Gelonghui, May 24 | Youzhiyou Bio-B (02496.HK) announced that the mid-term analysis data of the Phase I clinical study (“this study”) of the company's self-developed epithelial cell adhesion molecule (“epCAM”) and differentiation cluster 3 (“CD3") dual-targeted bispecific antibody (“BsAb”) drug M701 in China to treat malignant ascites caused by advanced epithelial solid tumors (“this study”) was presented in the 2024 American Society of Clinical Oncology (“ASCO”) abstract meeting in the form of a poster discussion ID: 12060, Poster Number: 189), will also be published on the company's website (corresponding.

This study is a randomized controlled, multicenter, open phase II clinical trial (R&D code: M70102) for malignant ascites caused by advanced epithelial tumors. The study included participants in the test group and control group according to a 1:1 ratio. Subjects in the test group received intraperitoneal drainage and intraperitoneal injection of M701. The dosage and frequency of use of the drug was 50 μg M701 on day 1, and 400 μg, respectively, on days 4, 11, and 18. M701 is then injected intraperitoneally every 2 weeks, and ascites are no longer drained. The control subjects underwent at least 2 laparocentesis drains as needed between day 1 and day 18, followed by no ascites drainage. Both groups of subjects simultaneously received systemic treatment as specified by the researcher. The primary endpoint of the study was puncture-free survival (“PUFs”), defined as the time between the end of the 18th day of treatment and the next puncture or death. Secondary endpoints of the study include overall survival time (“OS”) and probability of adverse events.

As of December 15, 2023, 84 patients with advanced epithelial solid tumors with malignant ascites were enrolled in this study. The median age of both the test group and control group was 54 years old, 33% and 34% of men, 89% and 88% of patients with a physical fitness score (“ECOG”) of 0-1, respectively, 49% of gastric cancer patients, 58% and 56% of previous abdominal cavity medications, and 63% and 54% of previous abdominal puncture treatments. The baseline conditions of the two groups of patients were well balanced.

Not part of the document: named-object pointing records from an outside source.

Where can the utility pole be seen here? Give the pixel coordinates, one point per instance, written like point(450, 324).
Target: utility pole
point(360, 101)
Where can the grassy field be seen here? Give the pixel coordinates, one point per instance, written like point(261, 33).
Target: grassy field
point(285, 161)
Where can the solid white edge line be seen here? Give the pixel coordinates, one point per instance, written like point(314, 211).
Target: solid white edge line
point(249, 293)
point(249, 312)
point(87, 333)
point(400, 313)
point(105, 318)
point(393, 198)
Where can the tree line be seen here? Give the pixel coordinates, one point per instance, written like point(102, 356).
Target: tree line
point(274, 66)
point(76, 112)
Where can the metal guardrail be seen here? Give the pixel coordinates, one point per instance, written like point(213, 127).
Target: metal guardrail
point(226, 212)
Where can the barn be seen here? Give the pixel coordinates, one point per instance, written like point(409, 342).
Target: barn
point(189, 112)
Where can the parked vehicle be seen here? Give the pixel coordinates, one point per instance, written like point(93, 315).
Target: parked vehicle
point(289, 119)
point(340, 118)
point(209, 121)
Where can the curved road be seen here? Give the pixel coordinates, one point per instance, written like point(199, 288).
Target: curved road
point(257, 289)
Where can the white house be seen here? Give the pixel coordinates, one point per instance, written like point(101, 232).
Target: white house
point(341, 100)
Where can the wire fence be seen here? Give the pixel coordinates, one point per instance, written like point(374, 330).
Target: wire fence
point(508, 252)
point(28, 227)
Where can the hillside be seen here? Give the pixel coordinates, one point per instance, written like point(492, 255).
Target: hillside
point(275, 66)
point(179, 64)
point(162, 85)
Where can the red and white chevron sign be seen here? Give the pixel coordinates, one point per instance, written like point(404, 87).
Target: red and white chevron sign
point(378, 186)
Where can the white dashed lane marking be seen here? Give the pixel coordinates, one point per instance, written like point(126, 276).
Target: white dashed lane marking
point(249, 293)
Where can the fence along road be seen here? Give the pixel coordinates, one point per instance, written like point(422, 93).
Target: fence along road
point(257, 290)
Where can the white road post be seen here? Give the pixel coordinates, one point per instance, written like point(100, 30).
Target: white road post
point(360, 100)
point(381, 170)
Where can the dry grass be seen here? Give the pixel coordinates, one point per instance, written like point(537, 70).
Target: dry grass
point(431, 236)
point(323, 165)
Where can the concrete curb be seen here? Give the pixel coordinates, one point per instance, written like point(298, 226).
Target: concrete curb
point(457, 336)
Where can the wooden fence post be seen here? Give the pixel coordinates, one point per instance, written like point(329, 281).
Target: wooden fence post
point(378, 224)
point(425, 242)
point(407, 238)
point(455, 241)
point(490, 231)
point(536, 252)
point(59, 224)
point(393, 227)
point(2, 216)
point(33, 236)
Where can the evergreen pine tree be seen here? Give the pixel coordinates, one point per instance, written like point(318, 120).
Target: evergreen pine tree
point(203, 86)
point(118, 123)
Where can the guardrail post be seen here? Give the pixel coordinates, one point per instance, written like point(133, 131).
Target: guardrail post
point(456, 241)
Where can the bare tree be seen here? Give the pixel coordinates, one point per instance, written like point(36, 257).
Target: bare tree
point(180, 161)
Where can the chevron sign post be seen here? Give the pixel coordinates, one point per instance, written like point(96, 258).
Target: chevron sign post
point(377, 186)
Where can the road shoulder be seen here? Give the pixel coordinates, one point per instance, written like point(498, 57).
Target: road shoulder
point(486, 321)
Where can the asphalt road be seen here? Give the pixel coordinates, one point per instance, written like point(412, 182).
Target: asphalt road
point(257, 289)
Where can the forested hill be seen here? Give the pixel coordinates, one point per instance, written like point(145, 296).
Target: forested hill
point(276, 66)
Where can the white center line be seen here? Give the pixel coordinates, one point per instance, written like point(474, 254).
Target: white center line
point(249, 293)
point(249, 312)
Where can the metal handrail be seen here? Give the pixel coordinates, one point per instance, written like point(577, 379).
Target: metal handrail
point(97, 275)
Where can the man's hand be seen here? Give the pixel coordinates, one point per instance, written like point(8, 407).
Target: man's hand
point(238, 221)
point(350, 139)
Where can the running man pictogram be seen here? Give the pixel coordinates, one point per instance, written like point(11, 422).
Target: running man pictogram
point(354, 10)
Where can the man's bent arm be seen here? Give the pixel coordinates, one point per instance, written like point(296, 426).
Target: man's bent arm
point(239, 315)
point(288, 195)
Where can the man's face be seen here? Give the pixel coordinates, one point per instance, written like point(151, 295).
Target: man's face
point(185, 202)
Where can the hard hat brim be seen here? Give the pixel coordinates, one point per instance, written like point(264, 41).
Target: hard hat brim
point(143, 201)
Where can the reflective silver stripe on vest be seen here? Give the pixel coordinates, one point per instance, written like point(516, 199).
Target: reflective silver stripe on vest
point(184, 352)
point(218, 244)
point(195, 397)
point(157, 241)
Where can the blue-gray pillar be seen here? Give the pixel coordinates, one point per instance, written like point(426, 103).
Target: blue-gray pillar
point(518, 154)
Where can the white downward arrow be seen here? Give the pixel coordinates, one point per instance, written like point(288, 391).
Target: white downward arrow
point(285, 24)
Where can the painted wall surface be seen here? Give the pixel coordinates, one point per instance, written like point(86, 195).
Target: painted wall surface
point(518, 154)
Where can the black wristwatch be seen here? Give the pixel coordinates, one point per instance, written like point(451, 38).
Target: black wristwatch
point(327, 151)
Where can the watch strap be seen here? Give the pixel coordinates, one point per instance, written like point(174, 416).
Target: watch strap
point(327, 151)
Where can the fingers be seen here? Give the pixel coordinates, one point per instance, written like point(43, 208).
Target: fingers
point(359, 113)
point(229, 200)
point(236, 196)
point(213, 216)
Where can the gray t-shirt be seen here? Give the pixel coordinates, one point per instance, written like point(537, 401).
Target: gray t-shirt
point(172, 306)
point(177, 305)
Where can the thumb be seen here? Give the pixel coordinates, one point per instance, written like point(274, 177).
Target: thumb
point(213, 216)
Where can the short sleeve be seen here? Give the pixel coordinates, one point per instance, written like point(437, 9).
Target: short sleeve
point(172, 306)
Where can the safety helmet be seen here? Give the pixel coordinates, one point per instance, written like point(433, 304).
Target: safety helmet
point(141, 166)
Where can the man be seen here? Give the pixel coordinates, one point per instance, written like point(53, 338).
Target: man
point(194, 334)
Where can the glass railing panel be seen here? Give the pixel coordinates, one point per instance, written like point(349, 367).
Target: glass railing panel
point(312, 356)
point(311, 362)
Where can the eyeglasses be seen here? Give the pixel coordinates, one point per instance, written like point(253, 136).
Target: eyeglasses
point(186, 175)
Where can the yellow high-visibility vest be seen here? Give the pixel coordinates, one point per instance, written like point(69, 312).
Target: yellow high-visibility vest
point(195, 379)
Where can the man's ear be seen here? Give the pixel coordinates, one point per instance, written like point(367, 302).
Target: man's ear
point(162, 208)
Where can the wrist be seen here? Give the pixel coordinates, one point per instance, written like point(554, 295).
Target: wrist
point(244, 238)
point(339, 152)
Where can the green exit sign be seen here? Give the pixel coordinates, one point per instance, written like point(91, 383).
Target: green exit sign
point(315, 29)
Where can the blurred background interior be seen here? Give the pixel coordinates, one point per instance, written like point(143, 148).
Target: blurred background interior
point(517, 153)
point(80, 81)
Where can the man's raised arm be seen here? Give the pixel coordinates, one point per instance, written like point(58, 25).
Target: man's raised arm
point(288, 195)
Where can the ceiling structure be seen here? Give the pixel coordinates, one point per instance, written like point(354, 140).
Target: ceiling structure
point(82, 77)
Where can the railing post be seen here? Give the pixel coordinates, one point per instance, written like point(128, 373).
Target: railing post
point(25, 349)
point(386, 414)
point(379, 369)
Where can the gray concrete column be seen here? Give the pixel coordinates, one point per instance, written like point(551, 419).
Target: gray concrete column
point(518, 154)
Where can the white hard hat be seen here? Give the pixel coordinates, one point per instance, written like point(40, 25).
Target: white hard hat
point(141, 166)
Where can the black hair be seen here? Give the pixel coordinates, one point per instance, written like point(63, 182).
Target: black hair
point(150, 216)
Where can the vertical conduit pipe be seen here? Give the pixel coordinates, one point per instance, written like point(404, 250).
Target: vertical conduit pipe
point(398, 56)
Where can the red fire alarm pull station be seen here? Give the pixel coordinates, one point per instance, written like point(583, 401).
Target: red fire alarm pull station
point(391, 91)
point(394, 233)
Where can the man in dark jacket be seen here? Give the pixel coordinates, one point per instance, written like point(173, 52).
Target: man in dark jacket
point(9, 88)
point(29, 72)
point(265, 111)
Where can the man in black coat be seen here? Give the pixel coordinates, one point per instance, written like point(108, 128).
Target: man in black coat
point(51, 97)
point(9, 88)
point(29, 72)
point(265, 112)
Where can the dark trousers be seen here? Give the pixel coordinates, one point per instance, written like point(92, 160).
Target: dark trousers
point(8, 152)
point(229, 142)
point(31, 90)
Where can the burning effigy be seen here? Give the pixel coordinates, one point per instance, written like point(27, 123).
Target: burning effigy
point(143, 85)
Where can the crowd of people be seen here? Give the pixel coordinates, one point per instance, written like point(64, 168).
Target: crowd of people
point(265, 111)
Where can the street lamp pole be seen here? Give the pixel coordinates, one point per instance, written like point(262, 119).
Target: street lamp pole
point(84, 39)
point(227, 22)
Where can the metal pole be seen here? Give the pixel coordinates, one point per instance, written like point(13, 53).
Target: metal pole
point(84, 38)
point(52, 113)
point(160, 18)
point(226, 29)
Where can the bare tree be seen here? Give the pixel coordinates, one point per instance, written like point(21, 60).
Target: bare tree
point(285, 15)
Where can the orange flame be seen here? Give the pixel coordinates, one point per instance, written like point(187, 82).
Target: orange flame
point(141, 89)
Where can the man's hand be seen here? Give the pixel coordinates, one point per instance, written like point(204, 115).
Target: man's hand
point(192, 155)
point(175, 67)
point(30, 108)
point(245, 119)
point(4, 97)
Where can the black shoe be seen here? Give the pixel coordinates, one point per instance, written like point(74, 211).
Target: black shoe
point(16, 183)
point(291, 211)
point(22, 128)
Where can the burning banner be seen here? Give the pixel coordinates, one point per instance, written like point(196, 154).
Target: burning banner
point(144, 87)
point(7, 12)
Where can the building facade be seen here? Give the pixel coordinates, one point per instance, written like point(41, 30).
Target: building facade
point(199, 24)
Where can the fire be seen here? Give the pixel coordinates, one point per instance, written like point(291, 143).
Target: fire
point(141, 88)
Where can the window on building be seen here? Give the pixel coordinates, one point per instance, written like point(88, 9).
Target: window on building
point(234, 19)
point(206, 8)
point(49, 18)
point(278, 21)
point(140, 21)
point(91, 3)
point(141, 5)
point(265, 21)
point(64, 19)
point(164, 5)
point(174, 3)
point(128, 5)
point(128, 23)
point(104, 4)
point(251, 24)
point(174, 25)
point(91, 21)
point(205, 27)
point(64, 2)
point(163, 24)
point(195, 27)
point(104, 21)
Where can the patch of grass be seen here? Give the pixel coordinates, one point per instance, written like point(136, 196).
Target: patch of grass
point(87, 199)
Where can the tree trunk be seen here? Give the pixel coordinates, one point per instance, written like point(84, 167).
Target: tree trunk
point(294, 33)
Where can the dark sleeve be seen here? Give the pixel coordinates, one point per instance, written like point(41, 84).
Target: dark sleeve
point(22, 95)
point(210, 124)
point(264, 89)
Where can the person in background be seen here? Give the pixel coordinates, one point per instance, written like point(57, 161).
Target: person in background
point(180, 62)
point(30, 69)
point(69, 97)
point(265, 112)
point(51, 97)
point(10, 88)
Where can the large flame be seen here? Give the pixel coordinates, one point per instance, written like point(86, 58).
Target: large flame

Curative results:The survival time of the test group without puncture was significantly longer than that of the control group (median value of 54 days versus 24 days, HR = 0.39, p=0.001), and subgroup analysis revealed that subjects with different cancer types such as gastric cancer, ovarian cancer, and colorectal cancer all benefited. Survival analysis showed that subjects treated with M701 showed a trend of prolonged survival (median value of 113 days versus 76 days, HR = 0.45, p = 0.0575). The 6-month survival rates of the test group and control group were 35.2% and 15.8%, respectively. A subgroup analysis of survival time showed a significant increase in the survival time of patients with gastric cancer in the test group (median value of 128 days versus 64 days, HR = 0.45, p = 0.0438).

Safety results:In the test group and control group, the incidence of grade 3 and above treatment emergency adverse events (“TEAE”) was 52% and 57.5%, respectively, and the incidence of serious adverse events (“SAE”) was 38% and 50%, respectively. Among the subjects treated with M701, only 2 patients reported adverse effects of cytokine release syndrome (“CRS”), both grade 1-2.

Conclusions:Patients with solid epithelial tumors with malignant ascites were well tolerated by intraperitoneal perfusion of M701 while undergoing systemic systemic treatment, and did not show a higher risk than patients who only underwent abdominal puncture and drainage. At the same time, patients treated with M701 showed increased survival time without puncture and overall survival time. These results are promising and strongly support the entry of M701 into key research as a novel drug to treat malignant ascites.